Dozens of bad performances and several pop recordings have virtually done in the music from The Threepenny Opera. It was a pleasure therefore to hear musicians capture just the right detached style in playing this familiar music, the small chamber band creating the smoke in the eye atmosphere and proper portion of irony. The classical community has never quite known what to make of Kurt Weill and last evening's inclusion of such non-traditional instruments as banjo, accordion, saxophone and guitar seemed devilishly out of place, leaving one with a heightened appreciation for Weill the renegade. This is somewhat unfamiliar music to most of the performers, so it is legitimate to credit Mr. Robertson with infusing the suite with its ambience of Weimar decadence. One could hear echoes of the later American Weill, especially Lady in the Dark, and feel the slightly off-center musical imagery in a way that I have not heard since the Pabst film of the original Brecht collaboration. There was only hesitating applause for this piece and I had the sense that most of the audience members just didn't get it, but I for one was quite impressed with the precise capturing of an elusive idiom.

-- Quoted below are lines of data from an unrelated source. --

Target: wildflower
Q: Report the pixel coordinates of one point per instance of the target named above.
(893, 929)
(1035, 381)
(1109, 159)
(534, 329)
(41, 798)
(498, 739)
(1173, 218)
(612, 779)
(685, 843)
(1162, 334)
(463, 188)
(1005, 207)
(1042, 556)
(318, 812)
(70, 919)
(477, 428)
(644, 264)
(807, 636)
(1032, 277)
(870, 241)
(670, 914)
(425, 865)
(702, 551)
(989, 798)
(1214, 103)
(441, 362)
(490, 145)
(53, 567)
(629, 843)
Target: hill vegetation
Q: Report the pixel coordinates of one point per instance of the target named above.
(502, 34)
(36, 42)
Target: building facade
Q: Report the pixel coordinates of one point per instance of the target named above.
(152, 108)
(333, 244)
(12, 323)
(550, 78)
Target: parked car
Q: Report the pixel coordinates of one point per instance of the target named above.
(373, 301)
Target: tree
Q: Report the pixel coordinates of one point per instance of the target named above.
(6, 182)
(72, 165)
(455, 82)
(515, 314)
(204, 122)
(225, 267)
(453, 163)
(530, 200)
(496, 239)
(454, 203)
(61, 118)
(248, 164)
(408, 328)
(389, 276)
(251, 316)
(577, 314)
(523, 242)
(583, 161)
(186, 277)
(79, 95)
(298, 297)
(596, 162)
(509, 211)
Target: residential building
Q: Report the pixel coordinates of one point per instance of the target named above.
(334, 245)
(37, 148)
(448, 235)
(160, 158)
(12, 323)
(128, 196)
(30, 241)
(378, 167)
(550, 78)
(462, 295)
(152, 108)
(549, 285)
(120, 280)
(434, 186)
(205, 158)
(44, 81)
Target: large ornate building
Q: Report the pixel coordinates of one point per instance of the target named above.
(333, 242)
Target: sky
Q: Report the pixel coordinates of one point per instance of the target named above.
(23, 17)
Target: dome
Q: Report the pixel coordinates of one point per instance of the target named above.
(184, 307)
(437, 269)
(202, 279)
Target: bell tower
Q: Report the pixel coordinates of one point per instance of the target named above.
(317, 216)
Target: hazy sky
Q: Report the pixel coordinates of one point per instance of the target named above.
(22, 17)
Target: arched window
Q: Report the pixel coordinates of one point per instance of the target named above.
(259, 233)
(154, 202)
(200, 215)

From the ironic to the sardonic is only a short journey and the orchestra was brilliant in accompanying its young soloist in the Prokofieff. The Iberian third movement was especially tight, although the violinist seemed to be a little overwhelmed by his high profile surroundings and played all of the notes but not really that much of the music. I suspect that he will loosen up in time and develop more as a musician now that he has the solid foundation of a technician.
There are few works of music which begin more passionately than the 6th Symphony of Shostakovich and it was truly an electrifying experience to hear this magnificent string section dig into this intense music. Without doubt this is the best orchestra in America and right up there with Berlin and Amsterdam in overall performance standards. A sublime 20 minutes of largo anguish, reminiscent of the only fully completed movement of Mahler 10, was followed by yet another take on political satire in the prototypical "middle finger in the pocket" style of the subtle dissident. The tempo of the presto movement seemed at first blush to be unsustainable and I worried for the tympanist but for nought as he hit every note in the cataclysmic finale flawlessly. Amazingly exciting music played extremely well, so well in fact that the New York crowd actually stayed and applauded rather than run for the exits. Carnegie has become the second home of this great ensemble and we in New York are delighted to have them visit, especially when they can exhibit so many shadings of that most elusive of all musical commodities: humor bundled in a serious overcoat.